Cultura

A Montevecchia per “L’ultima luna d’estate” in scena “Antigone

Domani, lunedì 31 agosto, alla Cascina Butto lo spettacolo di Teatro Blu nell’ambito de “L’ultima luna d’estate”

A Montevecchia per “L’ultima luna d’estate” in scena “Antigone

Sarà la Cascina Butto, in località Butto 1 a Montevecchia, a ospitare domani, lunedì 31 agosto  2026 alle 21, “Antigone. La voce che sfida il silenzio”, spettacolo scritto da Mario Bianchi e interpretato da Silvia Priori di Teatro Blu, con le musiche e il testo delle canzoni di Marcello Franzoso.

L’appuntamento rientra nel programma de “L’ultima luna d’estate – Festival teatrale nelle ville e nei parchi più belli della Brianza”, portando sul palcoscenico una delle figure più celebri e controverse della tragedia greca.

A Montevecchia per “L’ultima luna d’estate” in scena “Antigone

Antigone, eroina dell’antichità, diventa infatti il simbolo di chi sceglie di andare oltre le norme giuridiche in nome di un principio più profondo di fratellanza, amore e umanità. Il suo coraggio attraversa l’ombra per rimanere fedele alla propria verità.

Lo spettacolo unisce teatro, danza e musiche epiche, intrecciando il mito con temi di stretta attualità. A spiegare la scelta è lo stesso autore Mario Bianchi: «Nella mia scrittura – afferma l’autore Mario Bianchi – ho voluto sottolineare l’aspetto umano dell’eroina, la sua adolescenza, il rapporto con i fratelli, con il suo amore Emone, i momenti felici e tristi della sua vita come fosse una ragazza dei nostri giorni. Non mancano i riferimenti alla terribile vicenda personale che ha vissuto e che in qualche modo si vive oggi a Gaza o in Ucraina, nei luoghi dove c’è la guerra e alla quale noi non dobbiamo essere indifferenti».

La storia ruota attorno alla scelta di Antigone di dare sepoltura al fratello Polinice, nonostante il divieto imposto dal nuovo re di Tebe, Creonte.

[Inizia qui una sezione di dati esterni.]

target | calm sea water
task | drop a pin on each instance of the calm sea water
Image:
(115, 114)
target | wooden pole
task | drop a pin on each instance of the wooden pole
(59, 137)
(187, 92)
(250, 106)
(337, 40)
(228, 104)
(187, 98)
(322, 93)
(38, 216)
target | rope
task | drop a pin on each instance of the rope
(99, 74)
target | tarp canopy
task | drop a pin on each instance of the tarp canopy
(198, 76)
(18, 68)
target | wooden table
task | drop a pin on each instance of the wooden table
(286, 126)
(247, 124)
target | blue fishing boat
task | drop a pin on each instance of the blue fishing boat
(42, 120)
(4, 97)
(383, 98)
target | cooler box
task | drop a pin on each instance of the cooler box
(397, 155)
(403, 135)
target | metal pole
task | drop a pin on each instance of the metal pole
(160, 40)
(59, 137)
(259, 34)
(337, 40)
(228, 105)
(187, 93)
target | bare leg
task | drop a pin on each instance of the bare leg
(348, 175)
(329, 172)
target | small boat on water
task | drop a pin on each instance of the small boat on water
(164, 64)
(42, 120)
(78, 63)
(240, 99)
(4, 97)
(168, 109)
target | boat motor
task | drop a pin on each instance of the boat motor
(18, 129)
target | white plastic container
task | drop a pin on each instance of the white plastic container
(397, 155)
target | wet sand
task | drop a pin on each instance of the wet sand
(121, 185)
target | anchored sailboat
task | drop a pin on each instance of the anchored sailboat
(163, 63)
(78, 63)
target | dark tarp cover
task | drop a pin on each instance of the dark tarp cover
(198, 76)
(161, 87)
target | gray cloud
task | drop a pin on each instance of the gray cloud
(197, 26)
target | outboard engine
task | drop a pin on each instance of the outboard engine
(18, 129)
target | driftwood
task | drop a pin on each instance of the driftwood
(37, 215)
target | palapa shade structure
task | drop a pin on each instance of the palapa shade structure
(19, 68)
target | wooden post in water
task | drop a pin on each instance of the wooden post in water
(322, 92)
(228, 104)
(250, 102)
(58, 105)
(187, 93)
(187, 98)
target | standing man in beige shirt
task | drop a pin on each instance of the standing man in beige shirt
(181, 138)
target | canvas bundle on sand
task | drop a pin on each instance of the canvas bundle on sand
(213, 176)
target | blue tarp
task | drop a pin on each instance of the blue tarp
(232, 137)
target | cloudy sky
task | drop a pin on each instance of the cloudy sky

Polinice è infatti morto assediando la città e viene considerato un nemico: secondo il decreto del sovrano, non gli devono quindi essere tributati gli onori funebri.

Antigone decide comunque di disobbedire. Una scelta che le costerà la condanna a essere murata viva. In seguito alle profezie dell’indovino Tiresia e alle suppliche del figlio Emone, Creonte decide di liberarla, ma ormai è troppo tardi: Antigone, nel frattempo, si è impiccata.

La sua ribellione non rappresenta soltanto una sfida all’autorità del re, ma mette in discussione anche le convenzioni sociali di un’epoca nella quale la donna era chiamata a essere sottomessa e rispettosa della volontà dell’uomo. Creonte considera intollerabile l’opposizione di Antigone non solo perché la giovane contravviene a un suo ordine, ma anche perché a farlo è una donna. Una donna che sceglie di opporsi alla legge attraverso il linguaggio dell’amore fraterno.

A completare l’allestimento sono le scene di Luigi Bello, i costumi di Imperial Center Amman/Giordania e il light design di Lorenz Ronchi.

L’appuntamento è dunque per domani, 31 agosto, alle 21 alla Cascina Butto di Montevecchia, per una serata che attraverso il mito di Antigone invita a riflettere su libertà, potere, disobbedienza, guerra e responsabilità umana.